1038-LBP: Incomplete reactions of mismatched donor HLA allele(s) in relapsed AML patient

Abstract

Aim Major ABO incompatible bone marrow transplantation can cause Pure Red Cell Aplasia (PRCA), which can evolve into AML. We will present here incomplete reactions of missmatched donor allele(s) in relapsed AML patient with a history of ABO incompatible, haplo-identical HSCT. Methods High and low resolution HLA typing was performed by SBT and rSSO, respectively. Post-transplant engraftment analyses were conducted with STR. Results Patient is a 35 y/o, “O” blood group female with AML, who had HSCT from her “A” blood group sibling in Oct 2009. Patient’s initial HLA class I and II typing was homozygous. Her sibling was haplo-identical with 6/12 mismatch in host vs graft direction.
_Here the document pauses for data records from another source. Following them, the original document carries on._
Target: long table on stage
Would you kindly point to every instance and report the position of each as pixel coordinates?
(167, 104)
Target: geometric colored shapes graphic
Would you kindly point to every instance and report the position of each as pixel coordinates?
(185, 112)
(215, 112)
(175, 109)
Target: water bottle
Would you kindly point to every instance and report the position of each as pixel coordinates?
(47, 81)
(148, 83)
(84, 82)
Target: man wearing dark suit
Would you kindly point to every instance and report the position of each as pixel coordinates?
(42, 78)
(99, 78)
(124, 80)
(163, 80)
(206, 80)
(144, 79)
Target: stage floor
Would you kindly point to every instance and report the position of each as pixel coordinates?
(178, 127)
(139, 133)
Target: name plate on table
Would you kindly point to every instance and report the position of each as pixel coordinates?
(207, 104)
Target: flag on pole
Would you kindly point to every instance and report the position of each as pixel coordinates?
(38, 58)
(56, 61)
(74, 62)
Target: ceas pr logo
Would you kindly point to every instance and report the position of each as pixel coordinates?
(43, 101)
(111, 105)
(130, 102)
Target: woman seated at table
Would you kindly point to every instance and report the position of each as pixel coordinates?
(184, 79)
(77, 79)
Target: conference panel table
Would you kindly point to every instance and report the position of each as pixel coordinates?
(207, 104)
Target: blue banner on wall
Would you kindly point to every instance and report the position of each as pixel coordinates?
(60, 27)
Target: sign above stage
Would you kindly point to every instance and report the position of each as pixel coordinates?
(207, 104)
Engraftment testing performed in Jan 2010 revealed more than 98% donor allele composition in un-fractioned whole blood, as well as in CD3+ and CD15+ populations, which was then decreased in Feb 2010 and recovered again after receiving donor lymphocyte infusion (DLI) in Aug 2010. BM biopsy of Feb 2010 revealed that 30–40% cellularity with M:E ratio greater than 10:1. Sustained erythroid hypoplasia with intact myelopoiesis and megakaryopoiesis raised a possibility of acquired PRCA. HLA typing in Jan 2010 showed full engraftment. However, following low resolution HLA verification typing performed by rSSO in Apr 2010 using buccal sample could not call mismatched alleles in HLA-A, B and DQB1 loci. In HLA-A and HLA-B loci, multiple beads presented weaker reactions than positive cut off value. To be heterozygous in DQA1 and DQB1 loci, 2 beads should be positive, however, they were too weak to be adjusted as positive. When HLA typing was tested by SBT in parallel, one DQB1 mismatched allele was still missing. Despite of DLI and other treatments, patient expired in a year after HSCT. Conclusions Summary: Both low and high resolution HLA typing methodologies revealed incomplete reactions of donor alleles (s) in relapsed AML patient, which supports other clinical findings of disease relapse.